For Kellen, the toll didn’t start showing up until life finally started settling down. Last summer we started to see changes in him that we thought were just “being three” and then the changes became more pronounced. He had raging temper tantrums that would last 45 minutes or more and you never had an idea what little thing was going to set him off. He started hitting, kicking and throwing things and would clear tables in fits of rage. At school, the social boy who loved all his friends was suddenly withdrawing from the classroom and spending days sitting in the corner disinterestedly watching the friends play. Other days he was so full of energy that his teachers couldn’t get him to focus on any tasks. He began to have fears of things he’d always loved. A fire truck would “woowee woowee” its way down the road and Kellen would burst into tears. For hours after seeing an emergency vehicle he’d obsess about who they were going to help and if they were okay. He also couldn’t stand being alone. At four, he could not play by himself. There was a constant, “Mom, look what I’m doing.” ”Mom, do you see the mud on my [toy] trucks tires?” I know these things don’t sound bad, it is hard to explain, but there was constant neediness. Never a moment of silence because he couldn’t stand silence and being in his own thoughts. Of all the changes, the hardest one for me was Kellen no longer looked at me with stars in his eyes. All I could see was anger from my former mama’s boy.

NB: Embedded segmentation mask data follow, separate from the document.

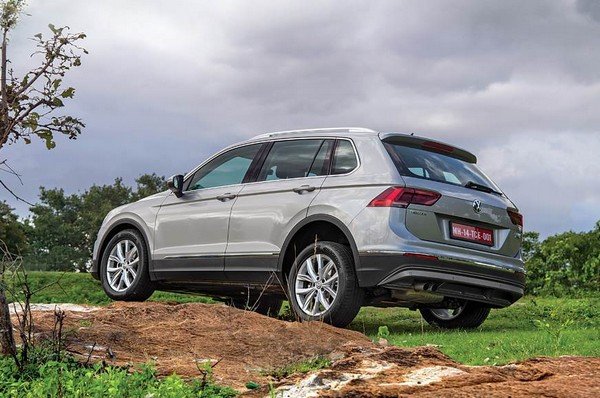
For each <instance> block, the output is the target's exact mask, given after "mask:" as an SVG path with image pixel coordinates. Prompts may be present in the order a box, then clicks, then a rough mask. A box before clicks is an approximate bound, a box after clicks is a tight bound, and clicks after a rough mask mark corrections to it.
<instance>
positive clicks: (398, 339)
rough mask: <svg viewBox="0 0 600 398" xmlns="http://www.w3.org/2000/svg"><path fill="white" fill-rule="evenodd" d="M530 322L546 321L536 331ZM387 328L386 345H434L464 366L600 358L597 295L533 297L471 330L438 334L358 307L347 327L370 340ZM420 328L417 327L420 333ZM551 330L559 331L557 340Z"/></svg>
mask: <svg viewBox="0 0 600 398" xmlns="http://www.w3.org/2000/svg"><path fill="white" fill-rule="evenodd" d="M536 320H539V321H543V322H545V323H548V324H549V326H548V327H547V328H540V327H539V326H538V325H537V323H538V322H536ZM380 325H387V327H388V330H389V333H390V334H389V337H387V338H386V339H387V340H388V342H389V343H390V344H392V345H397V346H403V347H414V346H423V345H428V344H430V345H434V346H438V347H439V348H440V350H442V352H444V353H445V354H447V355H449V356H450V357H452V359H455V360H457V361H459V362H461V363H465V364H468V365H483V364H505V363H509V362H513V361H519V360H523V359H527V358H531V357H538V356H556V355H586V356H600V343H599V342H600V296H598V295H596V296H595V297H593V296H590V297H587V298H579V299H573V298H551V297H548V298H537V297H536V298H533V297H531V296H529V297H525V298H523V299H521V300H519V301H518V302H517V303H515V304H513V305H512V306H510V307H508V308H503V309H493V310H492V311H491V312H490V316H489V317H488V319H487V320H486V321H485V322H484V323H483V325H482V326H481V327H479V328H477V329H476V330H472V331H464V330H449V331H444V330H439V329H435V328H433V327H431V326H429V325H428V324H427V323H425V324H424V325H423V322H422V318H421V316H420V314H419V312H418V311H409V310H406V309H401V308H369V307H367V308H363V309H362V310H361V311H360V313H359V314H358V316H357V318H356V319H355V320H354V322H352V324H351V325H350V328H351V329H355V330H357V331H360V332H363V333H365V334H367V336H369V337H370V338H372V339H375V338H376V337H377V335H378V331H379V327H380ZM422 327H423V329H421V328H422ZM554 327H559V328H561V332H560V338H557V336H556V334H553V333H554V331H552V332H551V330H552V329H553V328H554Z"/></svg>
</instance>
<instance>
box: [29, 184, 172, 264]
mask: <svg viewBox="0 0 600 398" xmlns="http://www.w3.org/2000/svg"><path fill="white" fill-rule="evenodd" d="M136 183H137V187H136V190H132V189H131V188H130V187H128V186H126V185H124V184H123V180H122V179H121V178H117V179H115V182H114V183H113V184H112V185H93V186H91V187H90V188H89V189H87V190H86V191H84V192H83V193H81V194H73V195H65V192H64V191H63V190H62V189H45V188H43V187H42V188H40V201H39V203H37V204H36V205H34V206H32V207H31V208H30V211H31V213H32V216H31V219H30V220H29V223H30V229H29V241H30V256H28V258H27V262H29V263H33V262H36V263H38V264H44V265H46V266H47V268H48V269H52V270H65V271H73V270H80V271H85V270H87V268H88V266H89V263H90V260H91V258H92V249H93V247H94V242H95V240H96V236H97V234H98V230H99V229H100V225H101V224H102V220H104V217H105V216H106V214H107V213H108V212H109V211H110V210H112V209H114V208H115V207H118V206H121V205H124V204H126V203H130V202H133V201H136V200H139V199H141V198H143V197H146V196H149V195H152V194H154V193H156V192H160V191H162V190H164V189H165V188H164V186H165V179H164V177H160V176H157V175H156V174H144V175H142V176H140V177H139V178H137V179H136Z"/></svg>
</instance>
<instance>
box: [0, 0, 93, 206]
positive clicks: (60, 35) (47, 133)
mask: <svg viewBox="0 0 600 398" xmlns="http://www.w3.org/2000/svg"><path fill="white" fill-rule="evenodd" d="M23 7H24V1H23V0H7V1H4V2H1V3H0V32H1V35H2V39H1V40H2V47H1V56H0V68H1V72H0V150H1V149H2V148H3V147H4V145H5V144H7V143H13V142H17V141H19V140H21V139H22V140H23V141H24V142H25V143H26V144H29V143H31V140H32V138H33V137H38V138H40V139H42V140H44V141H45V143H46V147H47V148H48V149H52V148H54V147H55V145H56V143H55V141H54V136H55V134H59V135H65V136H67V137H68V138H70V139H75V138H77V136H78V135H79V134H81V130H82V128H83V127H84V123H83V121H82V120H81V119H78V118H76V117H73V116H70V115H65V114H56V111H57V110H58V109H59V108H62V107H63V106H64V102H63V101H64V100H66V99H71V98H73V96H74V95H75V89H74V88H73V87H64V86H63V78H64V76H65V74H66V73H67V71H69V70H70V69H71V68H73V67H77V66H80V65H81V55H82V53H87V51H86V50H85V49H84V48H82V47H81V46H79V42H80V41H81V40H83V39H84V38H85V34H83V33H74V34H73V33H69V28H68V27H62V28H57V27H55V26H54V25H52V24H50V25H48V28H49V29H50V35H49V36H48V38H45V37H44V36H43V35H42V33H38V34H36V35H34V37H33V40H34V42H35V46H36V50H35V51H34V52H33V54H32V57H35V58H38V59H40V64H39V66H38V67H36V68H34V69H32V70H30V71H28V72H26V73H25V74H24V75H23V76H21V77H18V76H16V74H15V73H14V71H13V69H12V68H10V67H9V64H10V60H9V59H8V42H9V33H10V31H11V30H12V29H14V27H15V26H16V24H17V22H18V20H19V17H20V15H21V13H22V10H23ZM0 185H2V186H3V187H4V188H5V189H7V190H8V191H9V192H10V193H12V194H13V195H14V196H15V197H17V198H18V199H21V198H19V197H18V196H16V195H15V194H14V193H13V192H12V191H11V190H10V189H9V187H8V186H6V184H5V183H4V182H3V181H2V180H1V179H0Z"/></svg>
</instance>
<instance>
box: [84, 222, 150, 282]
mask: <svg viewBox="0 0 600 398" xmlns="http://www.w3.org/2000/svg"><path fill="white" fill-rule="evenodd" d="M126 229H134V230H136V231H137V232H139V233H140V235H142V238H144V245H146V251H147V252H148V266H149V272H150V275H152V268H153V267H152V253H151V252H150V241H149V239H148V235H147V234H146V231H145V229H144V228H143V227H142V225H141V224H140V223H139V222H138V221H136V220H133V219H130V218H124V219H121V220H118V221H115V223H114V224H112V225H111V227H110V229H109V230H108V231H107V232H106V233H105V234H104V236H103V237H102V240H101V241H100V244H99V245H98V256H97V258H96V262H95V264H93V268H92V271H91V274H92V276H93V277H94V278H96V279H100V262H101V261H102V257H103V256H104V251H105V250H106V245H107V244H108V242H109V241H110V240H111V239H112V237H113V236H115V235H116V234H118V233H119V232H121V231H124V230H126Z"/></svg>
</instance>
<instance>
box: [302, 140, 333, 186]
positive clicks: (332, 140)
mask: <svg viewBox="0 0 600 398" xmlns="http://www.w3.org/2000/svg"><path fill="white" fill-rule="evenodd" d="M332 146H333V140H325V141H323V143H322V144H321V148H320V149H319V152H317V156H315V160H313V164H312V166H311V167H310V171H309V172H308V177H312V176H323V175H326V174H327V171H328V170H327V168H328V167H329V153H330V152H331V147H332Z"/></svg>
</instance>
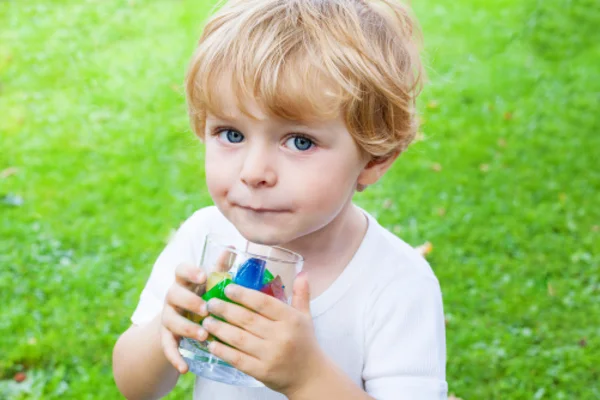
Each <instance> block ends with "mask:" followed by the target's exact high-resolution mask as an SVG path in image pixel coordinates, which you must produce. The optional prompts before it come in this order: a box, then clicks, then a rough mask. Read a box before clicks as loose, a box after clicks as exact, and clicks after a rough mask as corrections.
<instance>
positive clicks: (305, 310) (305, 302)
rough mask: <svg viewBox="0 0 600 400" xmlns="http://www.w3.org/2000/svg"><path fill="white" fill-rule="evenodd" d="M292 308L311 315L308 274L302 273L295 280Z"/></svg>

The behavior was exhausting and I had so many feelings of failing as a parent. When I would express concerns to others all I heard was, “he’s a typical boy, going through a phase. 3 and 4-year-old boys are full of energy, it’s a hard age.” Our friends reassured me but the reassurance never sat right. I felt something was wrong, but I didn’t know what to do. All I could try was to change my parenting because that’s how you change kids, right? I clearly just wasn’t a good enough parent.

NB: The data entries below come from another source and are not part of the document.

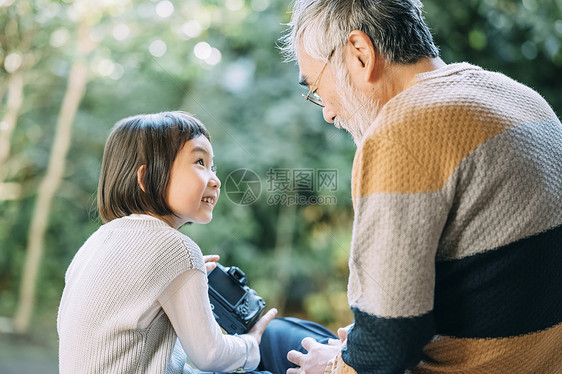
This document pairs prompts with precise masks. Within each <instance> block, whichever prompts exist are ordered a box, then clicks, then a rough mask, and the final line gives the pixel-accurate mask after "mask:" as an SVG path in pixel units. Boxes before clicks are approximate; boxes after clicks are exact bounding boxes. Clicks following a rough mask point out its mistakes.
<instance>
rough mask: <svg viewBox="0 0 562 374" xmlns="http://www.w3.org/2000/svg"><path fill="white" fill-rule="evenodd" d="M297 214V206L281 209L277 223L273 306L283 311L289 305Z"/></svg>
mask: <svg viewBox="0 0 562 374" xmlns="http://www.w3.org/2000/svg"><path fill="white" fill-rule="evenodd" d="M296 213H297V207H296V205H289V206H285V205H282V206H281V207H279V221H278V223H277V228H278V229H277V238H276V241H275V259H276V261H275V263H276V264H277V265H278V267H277V278H276V279H275V281H276V286H277V287H276V292H275V293H274V295H275V298H274V299H273V300H272V305H275V307H276V308H277V309H278V310H279V314H283V311H284V309H285V307H286V305H285V304H286V303H287V292H288V291H289V281H290V278H291V277H290V274H291V269H290V267H291V253H292V246H293V237H294V235H295V217H296Z"/></svg>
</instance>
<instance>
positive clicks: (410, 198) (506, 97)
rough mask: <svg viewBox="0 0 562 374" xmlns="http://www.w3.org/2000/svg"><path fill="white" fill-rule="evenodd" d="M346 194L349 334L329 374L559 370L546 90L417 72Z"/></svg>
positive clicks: (476, 76)
mask: <svg viewBox="0 0 562 374" xmlns="http://www.w3.org/2000/svg"><path fill="white" fill-rule="evenodd" d="M352 194H353V201H354V205H355V220H354V226H353V238H352V249H351V255H350V260H349V266H350V280H349V285H348V298H349V303H350V305H351V308H352V310H353V312H354V316H355V325H354V327H353V328H352V329H351V330H350V331H349V334H348V339H347V346H346V347H345V348H344V349H343V350H342V354H341V356H340V357H338V358H337V359H336V360H335V361H334V362H332V363H331V365H330V366H329V368H328V369H327V372H331V373H347V372H350V373H352V372H354V371H357V372H358V373H404V372H411V373H506V374H507V373H510V374H511V373H541V374H548V373H550V374H556V373H558V374H560V373H562V323H561V322H562V226H561V225H562V126H561V124H560V121H559V120H558V119H557V117H556V115H555V114H554V112H553V111H552V110H551V108H550V107H549V105H548V104H547V103H546V102H545V101H544V99H543V98H542V97H541V96H540V95H538V94H537V93H536V92H534V91H533V90H531V89H530V88H528V87H526V86H524V85H521V84H519V83H517V82H515V81H513V80H511V79H509V78H507V77H505V76H504V75H502V74H498V73H492V72H488V71H485V70H482V69H480V68H478V67H475V66H472V65H469V64H466V63H463V64H453V65H448V66H446V67H444V68H442V69H438V70H435V71H432V72H429V73H424V74H420V75H418V76H416V79H415V80H414V82H413V84H412V85H411V86H410V87H409V88H408V89H406V90H405V91H403V92H402V93H400V94H399V95H397V96H396V97H394V98H393V99H392V100H391V101H389V102H388V103H387V104H386V105H385V106H384V107H383V109H382V111H381V113H380V115H379V116H378V117H377V118H376V120H375V122H374V124H373V126H371V128H370V129H369V131H368V132H367V134H366V136H365V138H364V141H363V143H362V144H361V145H360V147H359V148H358V150H357V153H356V156H355V160H354V165H353V185H352ZM342 360H343V361H342ZM348 365H349V366H348ZM351 367H352V368H353V369H354V370H353V369H351Z"/></svg>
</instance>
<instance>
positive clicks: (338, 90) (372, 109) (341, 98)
mask: <svg viewBox="0 0 562 374" xmlns="http://www.w3.org/2000/svg"><path fill="white" fill-rule="evenodd" d="M336 70H337V71H336V78H337V82H338V84H337V87H338V92H339V96H340V100H341V102H342V107H343V108H345V109H346V111H347V113H348V116H349V117H348V118H341V117H339V116H338V117H336V119H335V121H334V126H336V127H337V128H339V129H344V130H346V131H347V132H349V133H350V134H351V137H352V138H353V141H354V142H355V145H356V146H359V145H360V144H361V143H362V142H363V137H364V135H365V133H366V131H367V129H368V128H369V127H371V124H372V123H373V121H374V120H375V118H376V117H377V115H378V114H379V111H380V105H379V101H378V100H375V99H374V98H373V97H372V95H367V94H365V93H363V92H359V91H357V90H356V89H355V87H353V86H352V84H351V78H350V76H349V72H348V71H347V69H346V68H345V67H342V68H341V69H336Z"/></svg>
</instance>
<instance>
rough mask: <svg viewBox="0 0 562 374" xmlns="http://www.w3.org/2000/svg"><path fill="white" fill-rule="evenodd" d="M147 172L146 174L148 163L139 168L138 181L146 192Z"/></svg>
mask: <svg viewBox="0 0 562 374" xmlns="http://www.w3.org/2000/svg"><path fill="white" fill-rule="evenodd" d="M145 174H146V165H141V167H140V168H139V170H137V182H138V184H139V187H140V188H141V190H142V192H146V186H145V185H144V176H145Z"/></svg>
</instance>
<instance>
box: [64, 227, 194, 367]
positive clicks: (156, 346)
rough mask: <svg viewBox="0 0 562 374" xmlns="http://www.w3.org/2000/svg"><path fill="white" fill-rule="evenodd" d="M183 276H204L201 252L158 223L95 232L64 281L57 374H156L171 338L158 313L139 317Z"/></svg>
mask: <svg viewBox="0 0 562 374" xmlns="http://www.w3.org/2000/svg"><path fill="white" fill-rule="evenodd" d="M190 269H198V270H200V271H202V272H204V273H205V264H204V261H203V255H202V253H201V250H200V249H199V247H198V246H197V244H195V243H194V242H193V241H192V240H191V239H189V238H188V237H187V236H185V235H183V234H181V233H180V232H179V231H177V230H174V229H173V228H171V227H170V226H168V225H167V224H165V223H164V222H162V221H160V220H157V219H148V220H147V219H130V218H128V217H125V218H119V219H116V220H113V221H111V222H109V223H107V224H105V225H103V226H102V227H100V228H99V229H98V231H96V232H95V233H94V234H93V235H92V236H90V238H89V239H88V240H87V241H86V243H84V245H83V246H82V248H80V251H78V253H77V254H76V256H75V257H74V259H73V260H72V263H71V264H70V266H69V268H68V271H67V273H66V286H65V289H64V292H63V295H62V300H61V304H60V308H59V315H58V320H57V328H58V333H59V366H60V372H61V373H131V374H133V373H139V374H140V373H163V372H164V370H165V369H166V366H167V364H168V360H169V359H170V356H171V354H172V350H173V348H174V344H175V342H176V333H175V332H174V329H173V327H172V325H171V323H170V321H169V319H168V317H167V316H166V314H165V313H164V311H163V310H162V308H160V309H159V311H158V313H157V314H156V315H153V316H148V315H146V312H147V310H150V309H151V306H152V305H153V304H154V303H155V300H157V298H158V296H160V295H161V294H162V292H163V291H164V290H165V289H166V287H167V286H168V285H169V284H170V283H171V282H172V280H174V279H175V278H176V277H177V276H178V275H180V274H182V273H184V272H186V271H188V270H190ZM143 321H144V322H143ZM141 325H144V326H141Z"/></svg>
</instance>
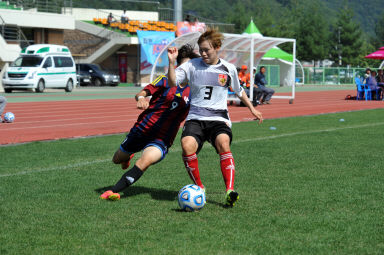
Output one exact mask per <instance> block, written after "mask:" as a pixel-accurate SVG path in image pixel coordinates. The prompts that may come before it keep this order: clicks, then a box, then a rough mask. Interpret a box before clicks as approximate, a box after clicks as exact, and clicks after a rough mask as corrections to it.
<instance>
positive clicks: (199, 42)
mask: <svg viewBox="0 0 384 255" xmlns="http://www.w3.org/2000/svg"><path fill="white" fill-rule="evenodd" d="M223 40H224V35H223V34H222V33H220V32H219V30H218V29H216V28H211V27H209V28H208V29H207V31H205V32H204V33H203V34H202V35H200V37H199V40H198V41H197V44H198V45H200V44H201V43H202V42H204V41H209V43H210V44H211V45H212V47H213V48H214V49H217V48H220V47H221V44H222V42H223Z"/></svg>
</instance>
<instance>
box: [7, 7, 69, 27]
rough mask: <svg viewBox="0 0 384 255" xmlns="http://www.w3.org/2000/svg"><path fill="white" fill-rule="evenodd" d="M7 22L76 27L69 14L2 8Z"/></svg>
mask: <svg viewBox="0 0 384 255" xmlns="http://www.w3.org/2000/svg"><path fill="white" fill-rule="evenodd" d="M0 16H1V17H2V19H3V20H4V23H5V24H10V25H17V26H19V27H32V28H48V29H75V19H74V18H73V17H72V16H69V15H61V14H55V13H45V12H31V11H19V10H8V9H0Z"/></svg>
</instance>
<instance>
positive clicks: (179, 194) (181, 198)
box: [178, 184, 205, 212]
mask: <svg viewBox="0 0 384 255" xmlns="http://www.w3.org/2000/svg"><path fill="white" fill-rule="evenodd" d="M178 202H179V206H180V208H181V209H182V210H184V211H188V212H193V211H198V210H200V209H201V208H203V207H204V204H205V192H204V190H203V189H202V188H200V187H199V186H197V185H195V184H188V185H186V186H184V187H183V188H182V189H181V190H180V191H179V195H178Z"/></svg>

And then last fall, after particularly aggressive behavior towards one of his friends at school, his teacher gave us a referral to the center’s mental health team. I’ve wanted to write this post for months, but that phrase is what was stopping me, “mental health” when talking about a 3, and now 4, year old….well that’s just not something we talk about in our society. You know, because if a 4 year old is needing a therapist they must have really bad parents. I knew Kyle was a good parent. In my mind, that left me as the bad one.
My starting to see a therapist had nothing to do with Owen. I started going to a therapist because I wanted help to become a better mom to Kellen. I wanted my little boy to have stars in his eyes when he looked at me again. I didn’t want to be in constant fear of the next meltdown every time we were together.

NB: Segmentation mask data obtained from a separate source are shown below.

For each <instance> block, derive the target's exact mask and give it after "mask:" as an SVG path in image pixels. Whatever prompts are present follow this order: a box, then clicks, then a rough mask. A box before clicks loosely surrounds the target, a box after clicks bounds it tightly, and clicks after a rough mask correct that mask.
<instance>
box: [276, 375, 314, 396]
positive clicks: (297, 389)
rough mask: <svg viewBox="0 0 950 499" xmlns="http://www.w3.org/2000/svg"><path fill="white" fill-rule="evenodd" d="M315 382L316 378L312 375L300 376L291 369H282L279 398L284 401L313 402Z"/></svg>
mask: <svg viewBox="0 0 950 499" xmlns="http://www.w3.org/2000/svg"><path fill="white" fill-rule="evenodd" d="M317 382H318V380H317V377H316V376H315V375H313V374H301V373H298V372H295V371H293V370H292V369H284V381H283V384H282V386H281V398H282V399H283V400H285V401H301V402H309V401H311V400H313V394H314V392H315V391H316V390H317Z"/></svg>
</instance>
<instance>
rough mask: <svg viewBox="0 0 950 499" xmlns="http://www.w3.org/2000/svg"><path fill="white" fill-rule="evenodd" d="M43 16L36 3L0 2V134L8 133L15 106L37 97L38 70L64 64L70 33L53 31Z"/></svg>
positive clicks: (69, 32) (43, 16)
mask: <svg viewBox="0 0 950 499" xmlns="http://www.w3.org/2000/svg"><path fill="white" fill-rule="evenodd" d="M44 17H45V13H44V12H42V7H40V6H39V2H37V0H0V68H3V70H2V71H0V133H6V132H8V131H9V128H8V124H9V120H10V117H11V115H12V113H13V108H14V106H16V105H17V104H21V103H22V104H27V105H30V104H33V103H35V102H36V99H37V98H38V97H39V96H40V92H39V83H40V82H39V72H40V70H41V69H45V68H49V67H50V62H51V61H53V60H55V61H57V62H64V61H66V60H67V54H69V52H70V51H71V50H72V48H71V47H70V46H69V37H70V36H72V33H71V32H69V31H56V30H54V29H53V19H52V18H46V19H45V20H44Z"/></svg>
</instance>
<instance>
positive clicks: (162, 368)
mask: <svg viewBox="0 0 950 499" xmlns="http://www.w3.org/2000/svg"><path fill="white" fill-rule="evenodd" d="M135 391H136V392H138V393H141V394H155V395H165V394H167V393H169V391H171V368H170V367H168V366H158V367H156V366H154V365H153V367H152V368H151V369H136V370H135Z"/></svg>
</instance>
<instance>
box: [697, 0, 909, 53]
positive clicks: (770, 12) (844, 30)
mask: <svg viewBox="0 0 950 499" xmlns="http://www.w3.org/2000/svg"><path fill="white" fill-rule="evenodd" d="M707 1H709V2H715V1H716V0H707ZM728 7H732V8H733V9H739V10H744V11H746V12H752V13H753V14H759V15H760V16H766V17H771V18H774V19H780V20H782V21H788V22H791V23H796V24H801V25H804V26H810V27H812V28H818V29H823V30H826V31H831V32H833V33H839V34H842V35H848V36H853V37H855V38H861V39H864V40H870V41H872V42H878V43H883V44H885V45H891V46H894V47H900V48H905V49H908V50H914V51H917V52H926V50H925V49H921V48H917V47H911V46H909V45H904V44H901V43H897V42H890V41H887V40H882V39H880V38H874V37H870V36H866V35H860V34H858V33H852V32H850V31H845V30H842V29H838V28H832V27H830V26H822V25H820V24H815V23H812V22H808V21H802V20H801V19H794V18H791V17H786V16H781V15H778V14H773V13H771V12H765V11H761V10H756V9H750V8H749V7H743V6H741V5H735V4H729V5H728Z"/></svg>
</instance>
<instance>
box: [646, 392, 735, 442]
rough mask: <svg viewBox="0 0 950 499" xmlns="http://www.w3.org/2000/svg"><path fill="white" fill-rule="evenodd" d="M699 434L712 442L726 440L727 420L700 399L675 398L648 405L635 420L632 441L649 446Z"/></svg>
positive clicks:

At the same time I started my therapy, Kellen began play therapy with a social worker at his school. She helped me understand that his constant need for feedback and his new-found fears were signs of anxiety. As she described it, the first step was to get Kellen comfortable with what happened and how it made him feel. After that, we can start working towards giving him words and the ability to communicate what he’s feeling.
It’s been about five months that he’s been in therapy. In some ways things got worse before they got better…but we are starting to see improvements. Kellen still struggles to play by himself and his teacher still has to give him reminders to “focus”, maybe more often than what she sees with the other 4-year-old boys in the class. However, the rage seems to be dissipating and recently, I’ve started noticing stars in his eyes when he looks at me. Since he was born, stars have always been my symbol for Kellen. I love seeing them shine from him again.
Slowly, I’ve come to understand that Kellen’s behavior was not me being a bad parent. It’s uncomfortable to talk about the mental health of children, especially small children. However, if Owen has 4 therapy appointments a week to help him overcome the injuries of his traumatic birth, it is reasonable that Kellen might benefit from weekly therapy to overcome the wounds of watching his brother’s traumatic birth.